An LLM can be described as a prediction engine. It’s trained on billions of sentences to do one thing really well: predict the next word in a sequence. The model has absorbed vast patterns of human language, so it can generate coherent, original responses in real time and not just retrieve canned replies. This is why we call it generative AI.
LLMs are especially good at handling structured tasks with ambiguous input, exactly what customer support requires. They can summarize policies, draft step-by-step guides, or rephrase responses, while still interpreting messy, human language full of slang, typos, or multi-part questions.
But there are limits. Models only see what’s in their context window, the input you provide plus any generated text, measured in tokens (small chunks of text). If your grounding data or customer history is too long, the model may cut off key details, leading to unreliable answers.

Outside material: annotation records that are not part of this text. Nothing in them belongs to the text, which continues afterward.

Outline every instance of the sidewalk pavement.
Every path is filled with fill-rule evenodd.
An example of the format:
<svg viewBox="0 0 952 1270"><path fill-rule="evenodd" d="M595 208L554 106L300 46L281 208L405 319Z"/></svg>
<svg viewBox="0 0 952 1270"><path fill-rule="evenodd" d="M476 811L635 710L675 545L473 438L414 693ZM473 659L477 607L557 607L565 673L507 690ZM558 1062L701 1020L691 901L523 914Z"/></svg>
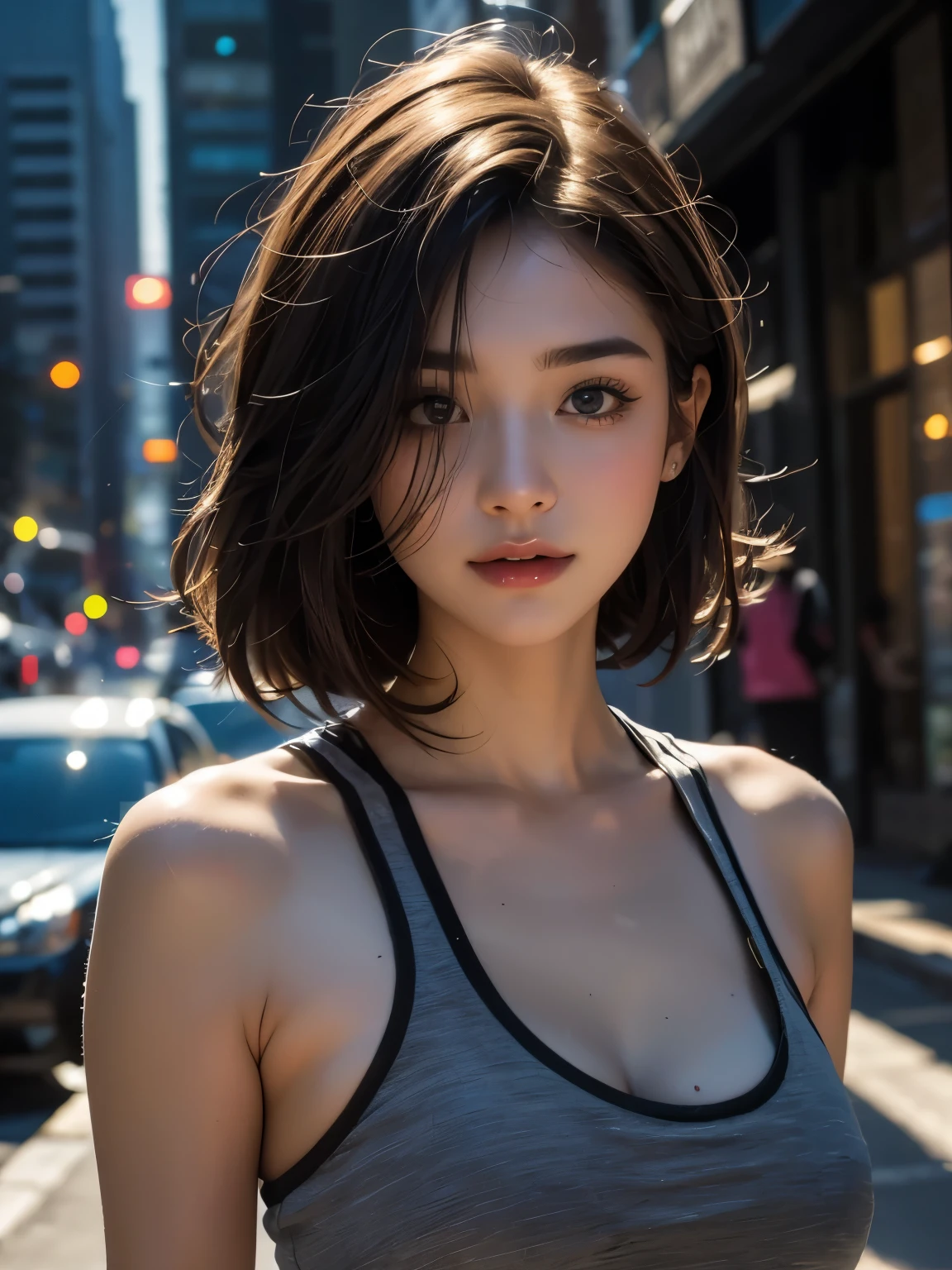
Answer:
<svg viewBox="0 0 952 1270"><path fill-rule="evenodd" d="M952 888L927 886L920 869L856 866L856 951L952 997Z"/></svg>
<svg viewBox="0 0 952 1270"><path fill-rule="evenodd" d="M274 1266L263 1212L259 1200L255 1270ZM0 1270L105 1270L93 1126L83 1091L0 1166Z"/></svg>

This is why prompt design and orchestration matter so much. By shaping what the model sees, you can guide its focus and improve consistency. And since LLMs don’t come with your internal knowledge by default, techniques like retrieval-augmented generation (RAG) ensure that relevant help articles, policies, or past conversations are retrieved and added to the prompt before the model responds.
In summary, an LLM generates new responses word by word, making it well-suited for the structured yet ambiguous questions common in customer support. But its usefulness depends on how you design prompts, manage context, and ground the model.